While the cheap supermarket option works for some, many parents are left to tackle strict school uniform codes which don’t allow them any flexibility as to where they shop for school uniforms. Recently, a school in Chester-le-Street hit the news as it enforced a new school uniform policy that meant parents could only buy the uniform from one shop and it would cost them £42 per child, a huge increase from the national average of £31.29. The school defended its controversial decision by stating the uniform change would prevent pupils from making ‘fashion-statements’, although many parents are concerned by the new costs, especially if they have multiple children.
It’s situations like these that begs the question; do we even need school uniforms? Traditional blazers and ties may seem like a staple of British schools but in reality it’s looking increasingly old fashioned. Many European countries like Germany, Norway, Finland and Denmark to name a few, have very successful education systems and very few schools that use uniform. There seems to be this idea in the UK that school uniforms actually have an impact on behaviour and academic success, when there isn’t a whole lot of proof this is actually true.
Of course, there are benefits of the school uniform. In some respects it neutralises the clothing and makes everyone equal in the way they dress, preventing bullying if one child can’t afford ‘nice’ clothes or a constant change of outfit. It can help protect those children who might stand out and attract the wrong attention.
However, this neutralising also prevents individualism and character development that many young people want to show through their style. It stops children from expressing themselves and can almost be considered oppressive. It’s also worth considering that school uniform isn’t quite as neutral as it wants to be, mainly because there will always be a kid in hand-me-down or ill-fitting clothing as parents struggle to afford new uniform. The pressure of back-to-school costs would certainly be lessened if there wasn’t a strict school uniform code to adhere to.
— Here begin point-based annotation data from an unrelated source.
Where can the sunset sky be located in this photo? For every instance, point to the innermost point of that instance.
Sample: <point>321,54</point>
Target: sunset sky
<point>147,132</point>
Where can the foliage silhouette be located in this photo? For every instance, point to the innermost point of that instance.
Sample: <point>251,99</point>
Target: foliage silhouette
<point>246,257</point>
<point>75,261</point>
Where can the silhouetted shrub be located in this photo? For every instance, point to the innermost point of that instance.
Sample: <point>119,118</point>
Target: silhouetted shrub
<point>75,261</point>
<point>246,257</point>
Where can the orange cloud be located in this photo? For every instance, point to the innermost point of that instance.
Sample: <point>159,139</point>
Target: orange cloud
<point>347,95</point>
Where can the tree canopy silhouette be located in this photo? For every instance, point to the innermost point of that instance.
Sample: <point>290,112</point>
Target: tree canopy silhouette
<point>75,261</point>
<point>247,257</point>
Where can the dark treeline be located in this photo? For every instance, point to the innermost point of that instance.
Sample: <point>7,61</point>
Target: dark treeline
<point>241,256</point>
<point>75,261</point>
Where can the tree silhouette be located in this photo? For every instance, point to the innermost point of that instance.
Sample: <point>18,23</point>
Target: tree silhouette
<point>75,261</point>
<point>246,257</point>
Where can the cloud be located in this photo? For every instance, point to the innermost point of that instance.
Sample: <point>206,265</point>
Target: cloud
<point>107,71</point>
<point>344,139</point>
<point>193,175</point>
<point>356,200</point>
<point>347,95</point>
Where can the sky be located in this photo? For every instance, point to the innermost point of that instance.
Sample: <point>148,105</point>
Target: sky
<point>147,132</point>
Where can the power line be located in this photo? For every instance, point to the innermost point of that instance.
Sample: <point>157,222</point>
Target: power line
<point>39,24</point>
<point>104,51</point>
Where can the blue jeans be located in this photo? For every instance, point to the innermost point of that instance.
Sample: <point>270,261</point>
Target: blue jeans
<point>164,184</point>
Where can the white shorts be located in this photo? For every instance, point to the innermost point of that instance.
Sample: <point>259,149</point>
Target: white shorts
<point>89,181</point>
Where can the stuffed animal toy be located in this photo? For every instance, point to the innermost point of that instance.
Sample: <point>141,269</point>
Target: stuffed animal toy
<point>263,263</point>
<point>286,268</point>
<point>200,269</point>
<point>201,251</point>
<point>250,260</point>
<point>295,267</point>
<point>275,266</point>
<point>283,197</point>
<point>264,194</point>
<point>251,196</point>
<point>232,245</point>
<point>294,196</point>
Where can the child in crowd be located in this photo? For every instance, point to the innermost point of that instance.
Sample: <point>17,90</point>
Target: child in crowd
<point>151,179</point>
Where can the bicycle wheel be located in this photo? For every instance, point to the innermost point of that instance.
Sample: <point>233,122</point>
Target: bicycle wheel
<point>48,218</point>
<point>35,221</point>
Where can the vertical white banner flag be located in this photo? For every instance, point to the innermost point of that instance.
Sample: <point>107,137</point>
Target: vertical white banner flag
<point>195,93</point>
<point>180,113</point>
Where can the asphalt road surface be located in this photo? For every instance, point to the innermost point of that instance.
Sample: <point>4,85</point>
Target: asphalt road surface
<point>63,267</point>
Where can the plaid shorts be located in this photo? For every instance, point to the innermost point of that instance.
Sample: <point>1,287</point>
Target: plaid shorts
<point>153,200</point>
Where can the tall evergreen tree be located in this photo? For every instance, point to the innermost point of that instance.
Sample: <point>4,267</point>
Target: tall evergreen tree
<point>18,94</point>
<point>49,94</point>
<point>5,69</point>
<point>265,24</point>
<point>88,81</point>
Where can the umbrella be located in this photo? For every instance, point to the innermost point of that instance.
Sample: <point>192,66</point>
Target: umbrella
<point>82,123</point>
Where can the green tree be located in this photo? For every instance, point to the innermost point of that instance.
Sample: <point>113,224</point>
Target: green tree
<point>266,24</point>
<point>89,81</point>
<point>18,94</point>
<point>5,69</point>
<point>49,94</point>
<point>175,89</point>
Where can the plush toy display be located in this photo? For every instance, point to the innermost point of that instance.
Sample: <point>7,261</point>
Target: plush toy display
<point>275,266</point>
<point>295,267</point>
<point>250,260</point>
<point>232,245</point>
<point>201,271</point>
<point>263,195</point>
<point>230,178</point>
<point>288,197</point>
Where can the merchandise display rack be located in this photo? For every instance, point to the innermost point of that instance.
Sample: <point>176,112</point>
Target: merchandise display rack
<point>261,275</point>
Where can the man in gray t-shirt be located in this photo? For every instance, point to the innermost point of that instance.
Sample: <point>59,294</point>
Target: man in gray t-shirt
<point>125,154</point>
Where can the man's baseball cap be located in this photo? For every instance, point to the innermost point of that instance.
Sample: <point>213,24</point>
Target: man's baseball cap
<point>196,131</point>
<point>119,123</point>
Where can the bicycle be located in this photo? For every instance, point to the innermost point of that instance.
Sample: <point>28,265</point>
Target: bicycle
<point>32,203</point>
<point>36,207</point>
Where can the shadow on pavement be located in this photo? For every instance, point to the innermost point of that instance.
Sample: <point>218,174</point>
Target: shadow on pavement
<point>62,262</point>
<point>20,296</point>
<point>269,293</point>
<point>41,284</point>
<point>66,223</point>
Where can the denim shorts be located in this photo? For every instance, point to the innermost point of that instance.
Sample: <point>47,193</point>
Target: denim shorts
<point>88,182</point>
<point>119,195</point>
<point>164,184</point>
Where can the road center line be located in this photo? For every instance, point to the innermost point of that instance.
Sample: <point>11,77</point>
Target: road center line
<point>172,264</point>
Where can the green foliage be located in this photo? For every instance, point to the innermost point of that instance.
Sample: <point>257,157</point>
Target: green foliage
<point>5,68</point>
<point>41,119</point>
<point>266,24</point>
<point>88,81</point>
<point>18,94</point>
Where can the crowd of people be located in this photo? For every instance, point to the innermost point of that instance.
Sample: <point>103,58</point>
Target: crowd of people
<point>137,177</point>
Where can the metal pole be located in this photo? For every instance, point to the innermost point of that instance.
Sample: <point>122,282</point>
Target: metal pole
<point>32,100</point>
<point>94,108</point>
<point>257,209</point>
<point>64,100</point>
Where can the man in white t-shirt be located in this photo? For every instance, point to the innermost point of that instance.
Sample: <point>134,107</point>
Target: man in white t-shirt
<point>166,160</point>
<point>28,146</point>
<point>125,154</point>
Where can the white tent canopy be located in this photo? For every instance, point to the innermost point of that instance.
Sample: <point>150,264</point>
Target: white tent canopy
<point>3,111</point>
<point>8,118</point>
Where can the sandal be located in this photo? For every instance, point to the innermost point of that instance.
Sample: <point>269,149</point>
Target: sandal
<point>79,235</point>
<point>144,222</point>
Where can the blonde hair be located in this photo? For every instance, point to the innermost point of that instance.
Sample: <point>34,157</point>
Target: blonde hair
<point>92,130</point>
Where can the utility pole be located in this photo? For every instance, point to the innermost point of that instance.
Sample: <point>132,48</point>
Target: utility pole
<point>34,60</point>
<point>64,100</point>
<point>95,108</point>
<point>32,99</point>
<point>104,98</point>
At the end of the day, the likeliness that school uniforms will be completely abolished is a distant thought, but actions to make school uniforms more affordable should be taken now. It shouldn’t be left to local charities to help low income families with the costs of sending children back to school, there needs to be government help and local council funding on a larger scale to provide support. Only then will all children have equal opportunities and equipment when going back to school.